I’m not married to an SUV and don’t recognize the sound of a garbage disposal any longer. Still, there are some impure, clumsy little things that are hard to totally relinquish in my quest to qualify as a steward of the planet. You might recognize some of these attachments as ones you are struggling to let go of, as well.
1. Paper Files
Guilty! It’s tough to break the tactile filing habit when it comes to bills, work, pets, life. Sure, many have adapted to online banking but still feel the need to keep hard copies of tax-related documents, invoices, receipts (you can turn them down, now) and other proof we disorganized, overwhelmed consumers paid up, signed up, renewed and gave.
2. Non-recycled Tissues
Your ass is not grass and your nose knows. Sand paper won’t go there, happily. It’s too bad they cannot make a softer, gentler toilet paper or Kleenex, and until they do, I pick the less prickly of the varieties – paper products that don’t give me a rash and turn an already bumpy nose into a Rudolph shiner.
3. Leather Goods
While we have increasing evidence that it isn’t good to eat anything with a face, it is the year of the boots – thigh high, equestrian, chunky heeled, wedged. And leather jackets are cool, way more cool than fleece and hemp but perhaps not as functional and certainly more destructible. It seems easier to say no to fur than to the hide. Sorry. I like belts that are wide.
4. Camera Wizard
Are you a walking, breathing Kodak ad? I seem to go through my HP ink too fast for comfort – and it costs a bundle. But it is very tempting to print out images that connect us to memories, photographs and scanned artwork. Digital photography and Microsoft technology has made all of us little Annie Liebovitzes. Download off Facebook or your camera, crop, re-size, print and frame. Oh, and don’t forget the holiday cards you customize.
5. Gas in the Tank
Commuters are on bikes, everywhere, risking life and limb to save on gas and stay in shape, while others hop on public transit. Even so, we can’t stop filling the tank in our own machines for those times when it is simply too complicated to ride: Carpooling to school, late night parties, camping or other sporting trips, and places where we shouldn’t drive but are just too tired or lazy to opt for the alternative.
6. Buying Books
No pulp is just too cold for many of us. This, despite the fact Kindle ereaders are a mega hit with users who enjoy being able to download dozens of reads for that commute to work or time off on the beach. Authors and publishers make money, either way, but we cannot let go of that romantic attachment to the hard cover or paperback in its classic form.
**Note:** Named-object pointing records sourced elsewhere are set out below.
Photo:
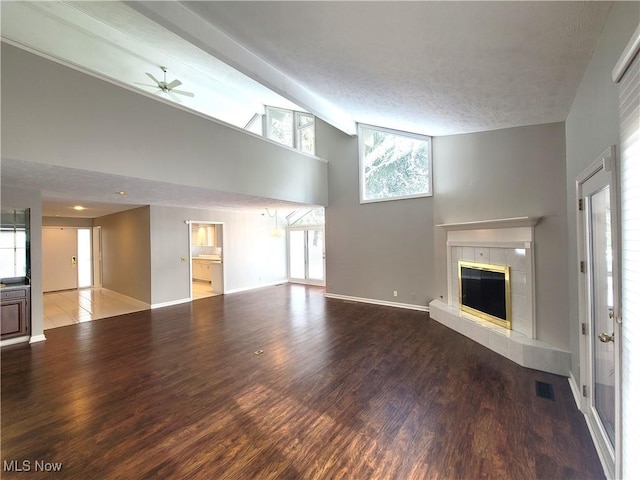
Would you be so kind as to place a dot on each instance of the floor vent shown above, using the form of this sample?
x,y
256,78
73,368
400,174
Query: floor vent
x,y
544,390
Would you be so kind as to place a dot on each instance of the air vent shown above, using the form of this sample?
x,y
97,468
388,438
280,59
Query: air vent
x,y
544,390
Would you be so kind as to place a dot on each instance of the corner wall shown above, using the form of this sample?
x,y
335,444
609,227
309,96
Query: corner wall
x,y
514,172
126,253
591,127
26,198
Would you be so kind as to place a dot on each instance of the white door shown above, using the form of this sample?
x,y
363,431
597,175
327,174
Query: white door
x,y
306,255
599,268
59,259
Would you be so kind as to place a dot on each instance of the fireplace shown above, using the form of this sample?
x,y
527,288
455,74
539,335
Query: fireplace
x,y
485,291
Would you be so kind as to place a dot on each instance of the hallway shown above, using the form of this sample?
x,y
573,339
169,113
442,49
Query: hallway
x,y
69,307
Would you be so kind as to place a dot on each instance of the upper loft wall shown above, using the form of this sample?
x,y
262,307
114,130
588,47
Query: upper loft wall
x,y
56,115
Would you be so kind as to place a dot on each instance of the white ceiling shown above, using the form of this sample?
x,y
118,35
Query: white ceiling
x,y
438,68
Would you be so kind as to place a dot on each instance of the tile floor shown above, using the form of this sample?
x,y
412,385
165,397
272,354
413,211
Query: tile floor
x,y
83,305
201,289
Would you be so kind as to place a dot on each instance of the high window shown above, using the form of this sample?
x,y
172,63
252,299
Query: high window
x,y
393,164
291,128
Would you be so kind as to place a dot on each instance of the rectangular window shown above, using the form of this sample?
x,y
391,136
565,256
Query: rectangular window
x,y
291,128
393,164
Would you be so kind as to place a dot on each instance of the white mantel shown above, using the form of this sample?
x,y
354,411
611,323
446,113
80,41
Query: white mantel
x,y
508,241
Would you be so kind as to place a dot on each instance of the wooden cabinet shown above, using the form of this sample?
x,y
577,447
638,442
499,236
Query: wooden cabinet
x,y
203,235
201,270
15,317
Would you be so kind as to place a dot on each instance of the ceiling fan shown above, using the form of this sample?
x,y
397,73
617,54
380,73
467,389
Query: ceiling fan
x,y
164,87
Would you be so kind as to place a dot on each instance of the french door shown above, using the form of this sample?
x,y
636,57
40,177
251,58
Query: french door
x,y
600,304
306,255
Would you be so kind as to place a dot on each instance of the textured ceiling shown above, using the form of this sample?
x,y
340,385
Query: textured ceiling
x,y
438,68
62,188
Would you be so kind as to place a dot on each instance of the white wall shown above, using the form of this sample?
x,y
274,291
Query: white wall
x,y
252,257
591,127
25,198
55,115
374,248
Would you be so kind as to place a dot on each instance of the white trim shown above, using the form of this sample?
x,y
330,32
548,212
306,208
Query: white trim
x,y
575,389
373,301
170,303
601,454
158,98
181,20
512,222
398,133
628,54
256,287
15,341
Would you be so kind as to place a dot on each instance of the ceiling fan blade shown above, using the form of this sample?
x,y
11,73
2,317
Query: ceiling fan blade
x,y
174,84
182,92
174,97
145,84
153,78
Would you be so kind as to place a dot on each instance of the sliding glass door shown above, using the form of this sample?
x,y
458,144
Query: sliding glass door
x,y
306,255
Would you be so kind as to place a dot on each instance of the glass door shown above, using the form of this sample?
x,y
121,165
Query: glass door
x,y
599,305
306,255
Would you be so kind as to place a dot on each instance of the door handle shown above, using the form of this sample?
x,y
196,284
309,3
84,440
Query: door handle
x,y
605,338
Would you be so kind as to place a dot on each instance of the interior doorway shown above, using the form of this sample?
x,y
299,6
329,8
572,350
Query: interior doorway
x,y
306,255
206,272
67,258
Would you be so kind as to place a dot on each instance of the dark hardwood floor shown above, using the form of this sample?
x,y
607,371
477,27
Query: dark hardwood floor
x,y
341,391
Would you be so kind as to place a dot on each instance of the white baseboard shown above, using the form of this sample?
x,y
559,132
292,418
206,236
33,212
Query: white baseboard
x,y
575,389
14,341
373,301
172,302
255,287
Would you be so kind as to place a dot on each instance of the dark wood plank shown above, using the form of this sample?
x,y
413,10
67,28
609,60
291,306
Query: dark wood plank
x,y
342,390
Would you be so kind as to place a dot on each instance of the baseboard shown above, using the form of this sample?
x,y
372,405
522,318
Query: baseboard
x,y
14,341
255,287
575,389
373,301
168,304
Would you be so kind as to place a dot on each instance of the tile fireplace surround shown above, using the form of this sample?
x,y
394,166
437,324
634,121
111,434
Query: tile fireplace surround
x,y
499,242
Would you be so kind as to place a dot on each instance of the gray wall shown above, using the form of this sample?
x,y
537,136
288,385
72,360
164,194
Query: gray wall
x,y
513,172
87,123
25,198
375,248
67,222
126,253
252,257
591,127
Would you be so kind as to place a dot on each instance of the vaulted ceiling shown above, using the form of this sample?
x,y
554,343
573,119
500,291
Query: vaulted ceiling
x,y
438,68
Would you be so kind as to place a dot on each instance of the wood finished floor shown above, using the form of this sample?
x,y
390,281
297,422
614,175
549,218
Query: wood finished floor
x,y
342,391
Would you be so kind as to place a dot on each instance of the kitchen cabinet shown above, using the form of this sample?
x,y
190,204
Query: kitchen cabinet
x,y
203,235
201,269
15,311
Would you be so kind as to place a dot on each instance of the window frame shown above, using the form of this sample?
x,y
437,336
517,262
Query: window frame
x,y
428,188
294,129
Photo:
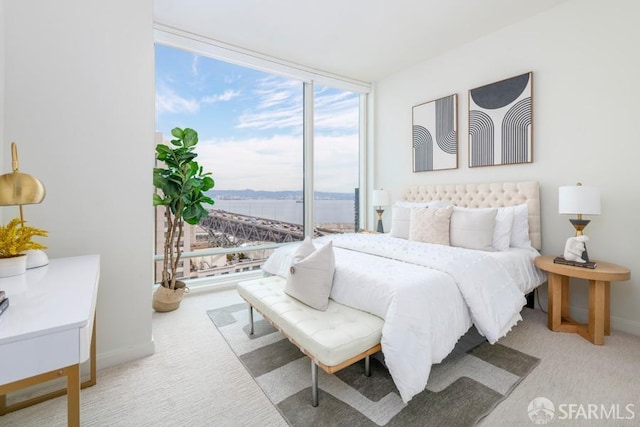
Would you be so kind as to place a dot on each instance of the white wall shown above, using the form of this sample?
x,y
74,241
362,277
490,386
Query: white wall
x,y
79,101
2,156
585,63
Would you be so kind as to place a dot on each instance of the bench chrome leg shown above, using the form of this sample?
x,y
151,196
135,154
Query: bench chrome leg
x,y
314,384
367,366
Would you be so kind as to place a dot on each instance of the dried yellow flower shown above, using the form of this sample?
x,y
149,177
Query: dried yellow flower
x,y
15,238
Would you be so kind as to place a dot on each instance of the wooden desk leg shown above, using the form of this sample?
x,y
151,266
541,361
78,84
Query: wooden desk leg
x,y
607,308
73,395
555,305
564,280
596,311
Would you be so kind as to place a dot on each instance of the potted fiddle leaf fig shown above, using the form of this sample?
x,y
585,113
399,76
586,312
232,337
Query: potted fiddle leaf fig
x,y
181,186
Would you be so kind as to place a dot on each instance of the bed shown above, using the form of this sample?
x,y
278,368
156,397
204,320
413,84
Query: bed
x,y
430,294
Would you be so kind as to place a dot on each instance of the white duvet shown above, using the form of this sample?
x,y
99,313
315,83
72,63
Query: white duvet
x,y
428,295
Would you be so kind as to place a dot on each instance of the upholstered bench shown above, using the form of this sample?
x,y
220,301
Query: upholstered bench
x,y
332,339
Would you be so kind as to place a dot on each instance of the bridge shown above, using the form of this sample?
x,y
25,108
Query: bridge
x,y
227,229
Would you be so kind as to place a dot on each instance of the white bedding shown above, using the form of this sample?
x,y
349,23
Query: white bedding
x,y
428,295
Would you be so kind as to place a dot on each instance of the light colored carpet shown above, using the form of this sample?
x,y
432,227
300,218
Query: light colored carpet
x,y
195,379
466,386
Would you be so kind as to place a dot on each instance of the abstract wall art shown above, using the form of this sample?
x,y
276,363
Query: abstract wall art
x,y
435,136
501,122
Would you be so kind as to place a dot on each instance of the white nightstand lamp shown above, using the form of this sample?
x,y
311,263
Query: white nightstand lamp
x,y
578,200
380,198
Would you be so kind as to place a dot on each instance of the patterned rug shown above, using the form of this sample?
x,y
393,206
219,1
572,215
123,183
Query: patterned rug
x,y
462,389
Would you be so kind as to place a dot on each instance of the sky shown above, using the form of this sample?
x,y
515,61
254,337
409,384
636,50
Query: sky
x,y
250,123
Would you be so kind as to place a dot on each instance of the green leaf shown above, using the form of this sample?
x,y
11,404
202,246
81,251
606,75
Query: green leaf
x,y
177,132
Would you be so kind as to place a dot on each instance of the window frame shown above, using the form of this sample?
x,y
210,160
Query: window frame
x,y
214,49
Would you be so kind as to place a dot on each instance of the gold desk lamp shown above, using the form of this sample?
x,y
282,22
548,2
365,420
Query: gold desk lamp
x,y
17,189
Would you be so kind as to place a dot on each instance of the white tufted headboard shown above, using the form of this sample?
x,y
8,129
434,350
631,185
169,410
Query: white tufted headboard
x,y
493,195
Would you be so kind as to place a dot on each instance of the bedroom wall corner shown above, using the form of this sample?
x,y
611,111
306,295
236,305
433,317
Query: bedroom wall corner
x,y
585,110
79,101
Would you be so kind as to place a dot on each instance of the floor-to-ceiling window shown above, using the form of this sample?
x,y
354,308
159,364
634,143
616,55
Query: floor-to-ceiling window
x,y
251,126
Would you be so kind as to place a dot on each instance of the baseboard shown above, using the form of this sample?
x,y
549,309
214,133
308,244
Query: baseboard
x,y
126,354
581,314
617,323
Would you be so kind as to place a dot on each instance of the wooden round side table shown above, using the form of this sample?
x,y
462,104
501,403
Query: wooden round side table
x,y
599,278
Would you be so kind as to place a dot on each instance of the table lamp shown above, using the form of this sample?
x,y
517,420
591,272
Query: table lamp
x,y
380,198
579,200
17,189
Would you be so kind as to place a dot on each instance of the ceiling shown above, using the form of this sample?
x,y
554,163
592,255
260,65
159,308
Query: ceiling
x,y
359,39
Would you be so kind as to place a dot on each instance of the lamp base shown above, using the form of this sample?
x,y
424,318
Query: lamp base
x,y
380,229
579,225
36,258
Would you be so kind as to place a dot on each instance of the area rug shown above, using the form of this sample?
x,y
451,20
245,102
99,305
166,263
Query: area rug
x,y
461,390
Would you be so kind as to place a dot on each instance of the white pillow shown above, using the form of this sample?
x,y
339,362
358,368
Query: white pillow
x,y
502,230
520,228
430,225
473,228
311,274
401,215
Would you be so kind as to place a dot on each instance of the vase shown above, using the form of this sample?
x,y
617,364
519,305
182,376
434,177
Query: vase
x,y
13,266
165,299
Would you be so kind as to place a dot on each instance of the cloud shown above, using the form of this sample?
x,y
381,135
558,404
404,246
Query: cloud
x,y
278,106
194,65
275,163
168,101
227,95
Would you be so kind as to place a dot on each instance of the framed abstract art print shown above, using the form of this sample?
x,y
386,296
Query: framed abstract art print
x,y
435,136
501,122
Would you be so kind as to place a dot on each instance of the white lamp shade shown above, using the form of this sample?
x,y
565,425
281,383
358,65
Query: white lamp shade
x,y
579,199
380,198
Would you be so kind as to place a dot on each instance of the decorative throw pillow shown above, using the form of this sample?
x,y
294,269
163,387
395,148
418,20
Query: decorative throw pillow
x,y
473,228
311,274
401,215
430,225
520,228
502,230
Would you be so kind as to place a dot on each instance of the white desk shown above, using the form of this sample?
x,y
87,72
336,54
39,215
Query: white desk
x,y
48,329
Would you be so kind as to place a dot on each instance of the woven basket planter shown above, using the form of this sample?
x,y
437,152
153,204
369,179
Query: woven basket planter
x,y
165,299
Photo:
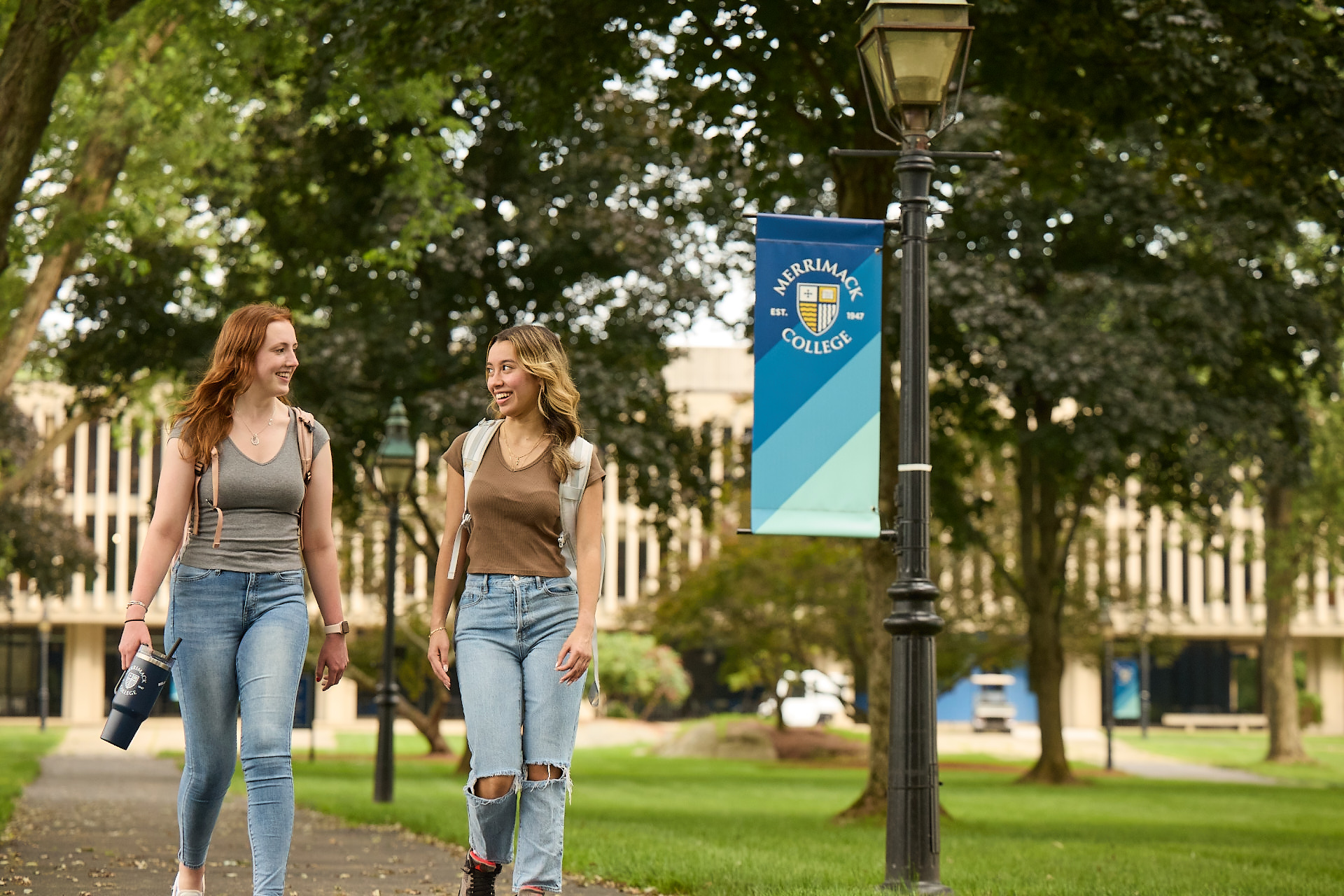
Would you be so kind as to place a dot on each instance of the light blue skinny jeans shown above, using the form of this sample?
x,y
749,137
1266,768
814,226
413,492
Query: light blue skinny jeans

Yes, the commercial airline industry has taken a hit but we continue to fly business and first class as write-offs when just about any meetings and conferences can be done via telecommuting in the year 2010. No one wants to see jets grounded for good, but there was a time when flying was a privilege, a luxury. But now, with the frequency of boarding a Greyhound bus, we round-trip it on Southwest, figuring the fuel cost outweighs a six hour drive, any day. Meanwhile, we await that cost-effective jet biofuel the Pentagon announced it is developing.
8. Non Organic Meat
Restaurants, markets and diners cite every excuse in the book for preferring Midwestern prime over free-range, grass fed beef. And surprisingly, America’s top-notch steak houses are still serving up factory cow to their discerning customers, saying it’s a matter of taste and access over health and humane conditions. Sorry, Temple Grandin and Michael Pollan – but humanely raised local organic is not what’s for dinner in a majority of kitchens.
9. Replacing Worn Running Shoes
The sports shoe industry is designed like the cell phone trade; the product becomes unattractive, unhealthy and useless to us over time, so we do the all-American thing and replace it. I moan each time my tread gets worn down while the canvas and leather and rubber or whatever else makes a running shoe seems to be in great shape. Until we can just replace the treads, we keep getting new ones.
10. Using Conventional Beauty Products
It’s the other green thumb, the one that has icky smelly trendy polish glossing it. It’s not like we don’t know the dangers of nail polish exposure and other beauty products we use religiously, but we do get lazy about picking stuff up when and where we can, such as buying mascara at the drugstore and undergoing a quick and dirty mani-pedi at the hood’s micro spa. I feel pretty but my health could be worse for the wear from all the chemicals. Guess we all could use a cleaner foundation!